Ledo engano. Uma andorinha não faz verão. Deltan seria uma voz dissonante no Senado Federal. De forma prática: seria apenas um voto. Apresentaria, possivelmente, dezenas de excelentes projetos de lei para combater de forma efetiva a corrupção já endêmica no país. Mas, repito. Seria apenas um voto. E caberia ao presidente do Senado colocar a proposta de Deltan em pauta. Nem o Papa Francisco conseguiria mudar o “sistema”.
Como já dito, Deltan Dallagnol será eleito senador pelo Paraná. Para isso basta uma coisa: ele querer. Simples assim. Mas uma fonte deste colunista garante que Deltan não será candidato ao Senado, continuará lutando contra a corrupção da cadeira de procurador da República. É de lá que o “sistema” o teme. Não da tribuna do Senado Federal.

Se no Senado é Deltan, e no governo?
Uma importante peça do xadrez político paranaense se moveu.

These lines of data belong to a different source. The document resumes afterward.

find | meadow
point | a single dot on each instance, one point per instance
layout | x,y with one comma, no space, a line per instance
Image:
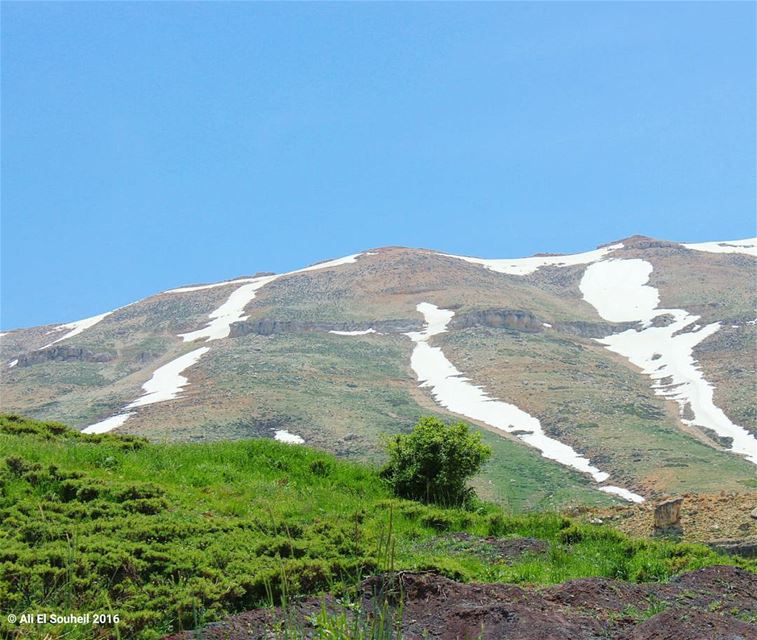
170,536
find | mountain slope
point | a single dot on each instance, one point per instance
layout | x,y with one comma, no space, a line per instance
579,367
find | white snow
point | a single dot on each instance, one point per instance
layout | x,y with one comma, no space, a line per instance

Ratinho Júnior deixou a Secretaria Estadual de Desenvolvimento Urbano (SEDU) e ontem assumiu, de fato, uma cadeira na Assembleia Legislativa. Ratinho deixa o governo com a campanha encaminhada para o Governo do Paraná. Mas a disputa pelo Palácio Iguaçu está para lá de incerta.
A notícia da saída de Ratinho foi comemorada por dois dos principais adversários: a atual vice-governadora Cida Borghetti (PP) e Osmar Dias (PDT). Ambos vão tentar conquistar prefeitos já “conversados” com Ratinho. A primeira leva vantagem, desde que o governador Beto Richa (PSDB) deixe o Palácio Iguaçu para disputar um cargo eletivo.
Caso contrário, os planos de Cida, e do ministro da Saúde, Ricardo Barros (PP), vão por água abaixo. O que vai chamar a atenção novamente na disputa de 2018 é a ausência de um nome tucano capaz de dar seguimento a gestão tucana. Na eleição para a prefeitura de Curitiba em 2016 o PSDB teve papel de mero coadjuvante.

Geddel não vai aguentar e vai delatar
Em menos de uma semana, o país se deparou com uma verdadeira fortuna encontrada dentro de um apartamento na Bahia e com a prisão de Geddel Vieira de Lima -- ex-ministro da Secretaria de Governo do presidente da República Michel Temer (PMDB). Considerado homem de confiança de Temer, Geddel foi flagrado, literalmente, com a mão no jarro. Neste caso, nas malas e caixas de papelão que guardavam, de forma até desleixada, R$ 51 milhões. Impressões digitais do ex-ministro foram encontradas nas notas e malas. Batom na cueca. Temer novamente se vê diante de uma mala de dinheiro. Rodrigo Rocha Loures, assessor muito próximo ao presidente, foi flagrado pegando R$ 500 mil numa mala e correndo pelas ruas de São Paulo. Loures ficou poucos dias preso e logo foi solto – para alívio presidencial. O caso de Geddel é mais grave. É a segunda vez que ele vai para cadeia. E com a marca das mãos nos R$ 51 milhões, dificilmente qualquer ministro do Supremo Tribunal Federal (STF) arrumará argumentos para libertá-lo – mesmo aqueles ministros que visitam Temer no Palácio Jaburu altas horas da noite. Geddel, que chorou nas duas vezes que ficou preso, não deve aguentar a rotina no presídio da Papuda. O futuro nos reserva mais uma delação bombástica com ingrediente suficiente para afastar mais um presidente da República.